Wide applications and extreme potential of metal oxide nanoparticles (NPs) increase occupational and public exposure and may yield extraordinary hazards for human health. Exposure to NPs has a risk for dysfunction of the vascular endothelial cells. The objective of this study was to assess the cytotoxicity of six metal oxide NPs to human cardiac microvascular endothelial cells (HCMECs) in vitro.

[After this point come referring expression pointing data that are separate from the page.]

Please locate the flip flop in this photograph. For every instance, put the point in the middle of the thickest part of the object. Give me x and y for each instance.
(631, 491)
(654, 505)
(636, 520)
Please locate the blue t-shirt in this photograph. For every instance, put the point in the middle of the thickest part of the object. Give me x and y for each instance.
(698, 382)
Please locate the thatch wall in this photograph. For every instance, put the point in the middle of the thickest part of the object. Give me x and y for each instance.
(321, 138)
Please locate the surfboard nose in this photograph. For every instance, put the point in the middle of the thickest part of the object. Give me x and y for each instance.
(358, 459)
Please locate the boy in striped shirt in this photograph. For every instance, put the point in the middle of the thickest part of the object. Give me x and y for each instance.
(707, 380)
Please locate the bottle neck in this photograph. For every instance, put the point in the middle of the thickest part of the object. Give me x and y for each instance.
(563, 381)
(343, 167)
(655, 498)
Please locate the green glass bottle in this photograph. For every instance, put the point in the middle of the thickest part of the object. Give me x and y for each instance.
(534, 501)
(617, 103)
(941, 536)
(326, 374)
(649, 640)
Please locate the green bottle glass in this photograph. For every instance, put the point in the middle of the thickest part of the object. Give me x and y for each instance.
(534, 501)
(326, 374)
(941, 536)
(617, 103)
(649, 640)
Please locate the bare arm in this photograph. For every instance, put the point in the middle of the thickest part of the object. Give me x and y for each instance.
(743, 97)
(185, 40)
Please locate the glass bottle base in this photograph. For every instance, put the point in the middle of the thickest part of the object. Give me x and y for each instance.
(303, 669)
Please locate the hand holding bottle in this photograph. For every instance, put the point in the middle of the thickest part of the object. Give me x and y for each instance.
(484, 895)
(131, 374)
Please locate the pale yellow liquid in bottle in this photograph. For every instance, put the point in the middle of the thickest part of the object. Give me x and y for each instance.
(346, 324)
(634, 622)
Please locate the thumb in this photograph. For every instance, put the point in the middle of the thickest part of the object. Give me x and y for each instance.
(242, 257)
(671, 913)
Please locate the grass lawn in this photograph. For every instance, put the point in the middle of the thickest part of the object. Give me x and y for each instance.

Metal oxide NPs used in this study included zinc oxide (ZnO), iron(III) oxide (Fe(2)O(3)), iron(II,III) oxide (Fe(3)O(4)), magnesium oxide (MgO), aluminum oxide (Al(2)O(3)), and copper(II) oxide (CuO). The cell viability, membrane leakage of lactate dehydrogenase, intracellular reactive oxygen species, permeability of plasma membrane, and expression of inflammatory markers vascular cell adhesion molecule-1, intercellular adhesion molecule-1, macrophage cationic peptide-1, and interleukin-8 in HCMECs were assessed under controlled and exposed conditions (12-24 h and 0.001-100 μg/ml of exposure). The results indicated that Fe(2)O(3), Fe(3)O(4), and Al(2)O(3) NPs did not have significant effects on cytotoxicity, permeability, and inflammation response in HCMECs at any of the concentrations tested. ZnO, CuO, and MgO NPs produced the cytotoxicity at the concentration-dependent and time-dependent manner, and elicited the permeability and inflammation response in HCMECs. These results demonstrated that cytotoxicity, permeability, and inflammation in vascular endothelial cells following exposure to metal oxide nanoparticles depended on particle composition, concentration, and exposure time.